The NBER researchers, however, looked at the supply side of the tsunami – how companies have adjusted their language and reporting in order to achieve maximum impact with algorithms that are reading their corporate disclosures. And what they found is instructive for anyone wondering what life in an algorithmically dominated future might be like.

The researchers found that “increasing machine and AI readership … motivates firms to prepare filings that are more friendly to machine parsing and processing”. So far, so predictable. But there’s more: “firms with high expected machine downloads manage textual sentiment and audio emotion in ways catered to machine and AI readers”.

In other words, machine readability – measured in terms of how easily the information can be parsed and processed by an algorithm – has become an important factor in composing company reports. So a table in a report might have a low readability score because its formatting makes it difficult for a machine to recognise it as a table; but the same table could receive a high readability score if it made effective use of tagging.

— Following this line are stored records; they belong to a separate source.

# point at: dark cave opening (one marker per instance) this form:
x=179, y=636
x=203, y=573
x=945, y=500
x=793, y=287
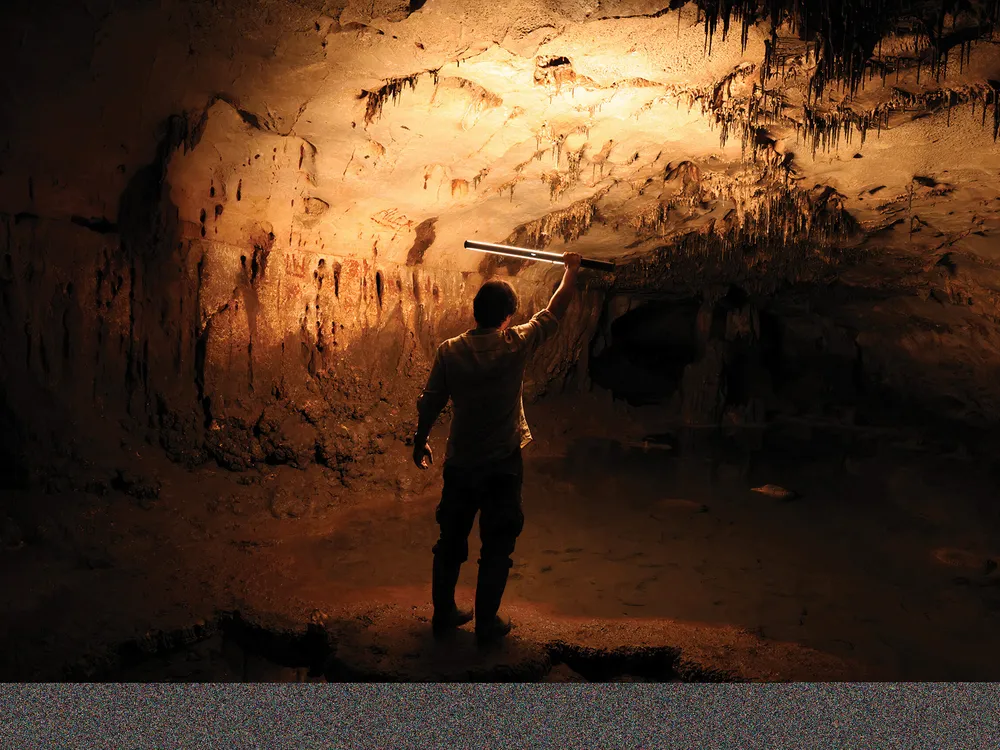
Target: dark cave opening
x=647, y=350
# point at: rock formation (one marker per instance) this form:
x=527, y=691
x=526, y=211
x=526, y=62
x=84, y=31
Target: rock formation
x=238, y=225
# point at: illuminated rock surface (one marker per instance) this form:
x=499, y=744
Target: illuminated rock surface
x=234, y=229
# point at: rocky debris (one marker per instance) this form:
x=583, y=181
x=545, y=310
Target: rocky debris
x=561, y=673
x=143, y=489
x=288, y=503
x=285, y=437
x=11, y=536
x=232, y=444
x=778, y=493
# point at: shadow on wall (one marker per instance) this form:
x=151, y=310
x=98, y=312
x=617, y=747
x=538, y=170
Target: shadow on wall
x=13, y=472
x=728, y=358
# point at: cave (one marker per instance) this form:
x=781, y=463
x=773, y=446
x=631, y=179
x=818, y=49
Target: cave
x=765, y=444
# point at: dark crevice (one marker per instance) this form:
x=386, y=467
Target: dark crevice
x=100, y=225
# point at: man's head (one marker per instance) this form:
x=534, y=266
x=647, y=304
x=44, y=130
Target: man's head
x=495, y=303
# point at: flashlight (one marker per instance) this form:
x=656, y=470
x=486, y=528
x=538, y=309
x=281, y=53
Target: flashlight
x=524, y=254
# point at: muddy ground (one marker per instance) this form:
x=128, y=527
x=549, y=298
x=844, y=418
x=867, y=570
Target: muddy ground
x=639, y=561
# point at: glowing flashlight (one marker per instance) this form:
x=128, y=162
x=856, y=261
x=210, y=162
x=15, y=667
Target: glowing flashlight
x=523, y=254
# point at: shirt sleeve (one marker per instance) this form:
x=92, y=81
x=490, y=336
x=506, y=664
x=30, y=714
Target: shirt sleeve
x=542, y=326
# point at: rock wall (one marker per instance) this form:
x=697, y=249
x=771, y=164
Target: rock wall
x=237, y=225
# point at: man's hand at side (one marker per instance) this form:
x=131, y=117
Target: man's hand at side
x=423, y=456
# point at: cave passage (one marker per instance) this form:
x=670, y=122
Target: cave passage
x=232, y=239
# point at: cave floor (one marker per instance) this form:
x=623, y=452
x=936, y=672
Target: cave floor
x=880, y=569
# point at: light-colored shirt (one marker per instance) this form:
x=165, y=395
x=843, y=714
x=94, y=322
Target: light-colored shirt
x=482, y=372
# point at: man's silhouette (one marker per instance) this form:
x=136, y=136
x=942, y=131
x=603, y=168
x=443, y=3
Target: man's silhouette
x=482, y=372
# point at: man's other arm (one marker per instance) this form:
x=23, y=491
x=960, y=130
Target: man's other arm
x=429, y=406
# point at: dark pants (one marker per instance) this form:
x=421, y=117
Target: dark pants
x=494, y=492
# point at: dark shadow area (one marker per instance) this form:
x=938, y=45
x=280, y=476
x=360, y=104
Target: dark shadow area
x=650, y=347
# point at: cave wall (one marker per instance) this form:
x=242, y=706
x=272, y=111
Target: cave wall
x=237, y=225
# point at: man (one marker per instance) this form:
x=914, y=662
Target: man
x=482, y=372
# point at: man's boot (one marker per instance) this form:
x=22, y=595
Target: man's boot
x=489, y=591
x=447, y=615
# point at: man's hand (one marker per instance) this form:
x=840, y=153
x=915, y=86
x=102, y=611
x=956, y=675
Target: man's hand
x=572, y=261
x=423, y=457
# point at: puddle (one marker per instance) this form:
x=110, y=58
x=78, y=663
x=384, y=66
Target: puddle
x=230, y=650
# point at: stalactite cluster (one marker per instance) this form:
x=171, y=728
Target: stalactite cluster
x=569, y=223
x=842, y=43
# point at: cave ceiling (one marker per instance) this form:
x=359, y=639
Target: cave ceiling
x=614, y=128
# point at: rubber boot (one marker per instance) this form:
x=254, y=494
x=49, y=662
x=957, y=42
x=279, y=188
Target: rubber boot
x=447, y=616
x=489, y=592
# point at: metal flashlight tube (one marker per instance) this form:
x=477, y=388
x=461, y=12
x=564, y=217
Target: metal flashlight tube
x=524, y=254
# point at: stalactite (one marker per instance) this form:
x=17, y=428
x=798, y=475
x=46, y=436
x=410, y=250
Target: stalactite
x=391, y=90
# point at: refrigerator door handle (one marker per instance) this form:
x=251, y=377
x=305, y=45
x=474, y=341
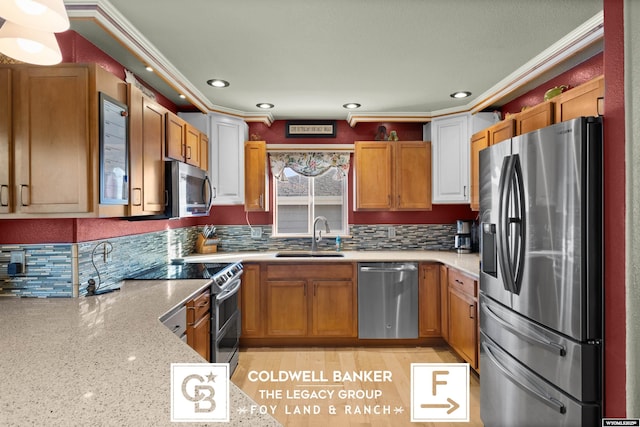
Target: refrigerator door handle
x=549, y=345
x=504, y=189
x=520, y=224
x=529, y=388
x=511, y=242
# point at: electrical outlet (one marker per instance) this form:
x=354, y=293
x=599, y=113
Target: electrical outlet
x=19, y=257
x=107, y=248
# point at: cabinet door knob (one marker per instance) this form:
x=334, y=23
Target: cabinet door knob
x=4, y=195
x=24, y=201
x=136, y=197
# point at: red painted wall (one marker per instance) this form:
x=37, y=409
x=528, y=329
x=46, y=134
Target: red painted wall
x=614, y=211
x=581, y=73
x=77, y=49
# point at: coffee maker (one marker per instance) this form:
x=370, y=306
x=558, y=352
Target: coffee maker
x=463, y=236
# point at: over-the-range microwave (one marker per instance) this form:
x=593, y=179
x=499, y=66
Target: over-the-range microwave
x=189, y=191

The researchers contend, though, that companies are now going beyond machine readability to try and adjust the sentiment and tone of their reports in ways that might induce algorithmic “readers” to draw favourable conclusions about the content. They do so by avoiding words that are listed as negative in the criteria given to text-reading algorithms. And they are also adjusting the tones of voice used in the standard quarterly conference calls with analysts, because they suspect those on the other end of the call are using voice analysis software to identify vocal patterns and emotions in their commentary.

In one sense, this kind of arms race is predictable in any human activity where a market edge may be acquired by whoever has better technology. It’s a bit like the war between Google and the so-called “optimisers” who try to figure out how to game the latest version of the search engine’s page ranking algorithm. But at another level, it’s an example of how we are being changed by digital technology – as Brett Frischmann and Evan Selinger argued in their sobering book Re-Engineering Humanity.

After I’d typed that last sentence, I went looking for publication information on the book and found myself trying to log in to a site that, before it would admit me, demanded that I solve a visual puzzle: on an image of a road junction divided into 8 x 4 squares I had to click on all squares that showed traffic lights. I did so, and was immediately presented with another, similar puzzle, which I also dutifully solved, like an obedient monkey in a lab.

And the purpose of this absurd challenge? To convince the computer hosting the site that I was not a robot. It was an inverted Turing test in other words: instead of a machine trying to fool a human into thinking that it was human, I was called upon to convince a computer that I was a human. I was being re-engineered. The road to the future has taken a funny turn.